Snowman or straw man? Among America's most recent holiday traditions is the fun debate about the War on Christmas. Conservatives, particularly the festive crew at Fox News, take particular umbrage at the phrase "Happy Holidays," believing its utterance is an epithet directed at the faithful. Listening to Megyn Kelly, you'd think the faithless want to search every child's backpack for candy canes.
The Liberty Institute, an organization dedicated to "defending and restoring religious liberty in America," cites various outrages, like prohibiting cute little children from giving out pencils in school with the message, "Jesus is the reason for the season." Or a nativity scene "kicked out" of Shaw Air Force Base in South Carolina.
But I come not to bury Christmas, but to praise it.
We non-believers are barking up the wrong Christmas tree. There are reasons aplenty to criticize religion. For example, using any faith as justification for slaughtering those who hold another faith is probably worthy of our disdain. And using religion to deny full rights to gay women and men is naughty, not nice, especially at Christmas time, when gaiety should be encouraged.

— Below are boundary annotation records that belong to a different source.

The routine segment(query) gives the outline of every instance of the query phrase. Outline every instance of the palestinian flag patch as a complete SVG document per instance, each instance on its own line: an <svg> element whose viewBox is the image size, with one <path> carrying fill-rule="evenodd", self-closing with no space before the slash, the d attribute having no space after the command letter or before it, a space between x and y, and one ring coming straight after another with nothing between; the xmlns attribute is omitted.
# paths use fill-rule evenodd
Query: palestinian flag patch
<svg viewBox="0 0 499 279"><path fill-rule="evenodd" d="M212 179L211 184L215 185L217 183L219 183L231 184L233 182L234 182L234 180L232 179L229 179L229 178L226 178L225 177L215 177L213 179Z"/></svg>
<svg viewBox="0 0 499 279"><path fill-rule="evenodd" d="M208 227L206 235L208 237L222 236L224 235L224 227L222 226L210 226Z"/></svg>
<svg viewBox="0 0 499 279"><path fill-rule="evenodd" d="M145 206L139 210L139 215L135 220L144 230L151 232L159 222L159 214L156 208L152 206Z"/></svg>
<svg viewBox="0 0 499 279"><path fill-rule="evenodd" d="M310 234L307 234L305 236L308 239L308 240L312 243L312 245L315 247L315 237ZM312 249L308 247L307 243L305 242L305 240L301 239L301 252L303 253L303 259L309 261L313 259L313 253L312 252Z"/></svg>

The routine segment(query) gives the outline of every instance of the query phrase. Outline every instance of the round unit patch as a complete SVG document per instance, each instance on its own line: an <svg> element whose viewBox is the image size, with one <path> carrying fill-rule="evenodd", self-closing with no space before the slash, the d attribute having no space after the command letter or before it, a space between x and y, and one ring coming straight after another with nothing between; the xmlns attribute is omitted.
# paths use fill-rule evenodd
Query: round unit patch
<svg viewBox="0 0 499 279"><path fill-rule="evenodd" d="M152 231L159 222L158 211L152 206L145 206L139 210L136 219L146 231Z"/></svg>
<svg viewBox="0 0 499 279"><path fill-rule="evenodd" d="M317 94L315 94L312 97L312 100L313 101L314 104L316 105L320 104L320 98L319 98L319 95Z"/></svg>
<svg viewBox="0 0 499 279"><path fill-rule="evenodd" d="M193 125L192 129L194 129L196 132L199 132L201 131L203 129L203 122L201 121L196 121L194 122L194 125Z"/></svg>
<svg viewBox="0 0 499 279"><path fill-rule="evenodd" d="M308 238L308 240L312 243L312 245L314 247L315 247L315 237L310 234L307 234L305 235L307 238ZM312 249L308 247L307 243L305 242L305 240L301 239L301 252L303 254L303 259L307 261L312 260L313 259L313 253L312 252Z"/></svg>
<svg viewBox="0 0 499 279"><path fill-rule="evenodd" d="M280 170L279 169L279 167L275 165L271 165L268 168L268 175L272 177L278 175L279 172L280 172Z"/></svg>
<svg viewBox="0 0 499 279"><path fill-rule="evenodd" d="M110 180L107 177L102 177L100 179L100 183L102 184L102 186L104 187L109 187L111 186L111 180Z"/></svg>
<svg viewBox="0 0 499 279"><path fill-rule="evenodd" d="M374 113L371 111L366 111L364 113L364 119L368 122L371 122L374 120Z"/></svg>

And there ought to be bi-partisan agreement that consumerism is rampant and corrosive to the spirit. If there is anything over which the right and left hands might join, it should be a campaign to take Christmas back from the salesmen. Responding to a recent New York Times article about the War on Christmas, a clever commenter suggested that the War was in response to Christmas's unprovoked invasion of Thanksgiving. Or, more aptly, Halloween. Or is it now Labor Day?
But when we get our humanist knickers in a knot over pencils or crèches, I fear we give the strenuously faithful an opening to characterize all secularists as nasty little scolds.
My school, which is joyfully unfaithful, has a lovely Christmas tradition. On the last day of school before the blessed break, all students gather in the gym. From the balcony, the senior class leads a rag-tag chorus of 500 in The Twelve Days of Christmas. The students act out each verse, miming the front crawl to "seven swans a-swimming" and squatting in unison while screaming, "six geese a-laying." "Ten lords a-leaping" shakes the foundation.
And here's the thing: While we don't do a religious census, I figure about half the kids are Jewish, at least culturally, a couple of handfuls are Muslim and a great many have no particular religious identity. On the "and a partridge in a pear tree" verse, we all put our index fingers on top of our heads and spin, giggling and losing our bearings. Several students and faculty have had to readjust their yarmulkes after this verse. In 16 years I've never fielded a complaint from a student, parent or teacher. We are a private school so, of course, the separation-of-Santa-from-school Claus of the Constitution doesn't apply, but no one is kvetching.
So perhaps we should just declare a truce. The righteous right might put their rhetorical guns away for the Christmas season if we stop giving them easy targets, like banning harmless displays or telling kids they can't sing Christmas Carols in school.
I can't, in good conscience, rail against the religious roots of a season that provides my family with such profound pleasure. All of this season's traditions, including my school's silly song, provide an opportunity for connection - with each other and with the ineffable.
Some evening before Christmas, we will take our annual trip to the Mormon's Joseph Smith Memorial in Sharon, VT, driving through the lights with gratitude for the spiritual gift (and lift) they provide.
On Christmas Eve, we will be with our daughter, son-in-law and granddaughter, belting out "Joy to the world, the Lord is come," deeply meaning the first phrase, deeply uncertain about the second. Late on Christmas Eve, my wife and I will sit in front of our Christmas tree and listen to centuries-old carols, reviving fading memories from 44 Christmases together, giving ourselves over to wistful serenity. If we have a midnight clear, I'll go on the deck and listen to the deep silence, looking at the night sky with reverence, grateful for the unlikely notion of my own existence.
And then, as every year, we will crawl into bed listening to a recording of Dylan Thomas reading his "A Child's Christmas in Wales," wondering too whether it snowed for six days and six nights when we were twelve or whether it snowed for twelve days and twelve nights when we were six.